Die Wahrheit über den beständigen Rückgang der Zeitungsauflagen liegt nicht in der Banalisierung und Verblödung  durch das Internet – da gibt es sicher einige Medien, die einen erheblichen größeren Anteil daran haben.  Viel eher stelle ich mir die Frage:

  • Warum verändern sich die Zeitungen nicht? Wer außer der Welt produziert ein Format das man morgens auf dem Weg zur Arbeit  in 20min lesen kann ohne sich auf dem Schoß des Nachbarn auszubreiten.
  • Wer außer der Zeit liefert wirklich neue Denkanstöße und betrachtet regelmäßig die Themen aus einem überraschenden Blickwinkel. (ein absolut überzeugter Zeit Leser)
  • Wie viele Zeitungen binden auf Ihren Online-Portalen, Ihre Nutzer mit ein oder nützen das Expertenwissen vieler Leser. Nein, hier herrscht nach wie vor die Meinung – wir wissen was Ihr wissen müsst.
  • Warum brauche ich jeden Tag 80 Seiten Zeitung  in meinem Briefkasten, von denen ich  nicht mal 5% lese. Und dann wenn ich mal Zeit und Muße habe, dann kann ich am Sonn- oder Feiertag nur eine einzige bunte aber zumindest aktuelle Zeitung kaufen.
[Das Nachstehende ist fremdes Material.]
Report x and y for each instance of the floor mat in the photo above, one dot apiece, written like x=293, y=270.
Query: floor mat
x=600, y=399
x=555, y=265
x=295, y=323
Die Zeitungen müssen sich wandeln, das geographische Nachrichtenmonopol  ist weg und das wird sich auch nicht mehr ändern. Das Produkt Zeitung konkurriert mit den neuen Medien, es konkurriert auch mit uns Bloggern, es konkurriert mit dem Radio , dem Fernsehen und dem Mobiltelefon. Aber noch hat es im Gegensatz zu den etablierten Medien Radio und  Fernsehen einen großen Vorteil. Man kann nicht parallel Zeitung lesen und Im Internet surfen.

Also bringt mehr Spaß ,mehr Meinungen und Standpunkte, mehr Beteiligung, mehr Lernen und mehr Vergnügen in die Zeitungen. Oder wie meine Frau es einmal sagte – der schönste Moment  in der Woche – Sonntag, mein Kaffee, meine Zeitung und meine Zigarette.

P.S: Worum ich die Zeitungen wirklich oft beneide ist die Schlussredaktion 🙂

3 Antworten

  1. Eine Zeitung ist vor allem dazu gut, Fisch drin einzuwickeln. Als Medium ist es ein Auslaufmodell. Das sagt einer, der als Jungvolontaer noch den Bleisatz erlebt hat und taeglich zwei Tageszeitungen intensiv liest. Aber die Zahlen sind unerbittlich: Jedes Jahr sinkt die Auflage von Tageszeitungen in den USA ebenso wie in Deutschland um ca. 2,5%. Dieser Trend ist offenbar unaufhaltsam . Eine Tageszeitung ist, wie mir ein weiser Verleger einmal sagte, ein Buendel von unterschiedlichen Geschaeftsmodellen, die gemeinsam eine Druckerpresse finanzieren. Die Tageszeitungsverleger haben sehenden Augens zugesehen, wie ihnen ein Geschaeftsmodell nach dem anderen – Kontaktanzeigen, Immobilienanzeigen, Stellenanzeigen, Autoanzeigen, Vermischtes – abgenommen wurden. Diese Leser (und dieses Geld) haben heute z.B. eBay, eScout24, Monster.de und andere Branchenfremde. Das haette nicht sein muessen, aber jetzt ist es zu spaet.

    Ich gehe davon aus, dass ich noch die letzte Ausgabe der „Sueddeutschen“ lesen werde. Ich bin 58 Jahre alt. Do the math…

  2. Der Unterschied zwischen Journalisten und Bloggern ist heute ein zumeist fiktionaler, eine „fixe Idee“, die in den Gehirnen angstgeprägter Journalisten-Kollegen herumgeistert. Denn mit dem Medium haben die Kollegen-Blogger auc das Geschäftsmodell gewechselt. Und das ist zwar potentiell interessant und attraktiv, aber eben (noch) nicht praktisch – bis auf wenige Ausnahmen.

    Aber noch etwas zeigen die Bloger den Journalisten: Dass da draußen sehr viel mehr zu finden (und zu berichten) ist, als es der medial geprägte Ausschnitt der Wirklichkeit, den wir täglich konsumieren, uns alle vermuten lässt. Wo finden sich denn in den „Mainstream-Medien“, und dazu zählen neben Print genauso TV und Radio, egal ob privatwirtschaftlich oder öffentlich-rechtlich betrieben, Informationen und Meinungen z. B. zur aktuellen Politik der USA wie auf http://www.antiwar.com/ (auf der „konservativen“ Seite des politischen Spektrums) oder bei http://www.democracynow.org/ (auf der anderen, ist das noch die „linke“ desselben Spektrums)?

    Und das sind nur 2 kleine Beispiele für eine „Wirklichkeit“, die wir zwar online in der „Blogosphere“, nicht aber in den herkömmlichen Massenmedien erleben und diskutieren können.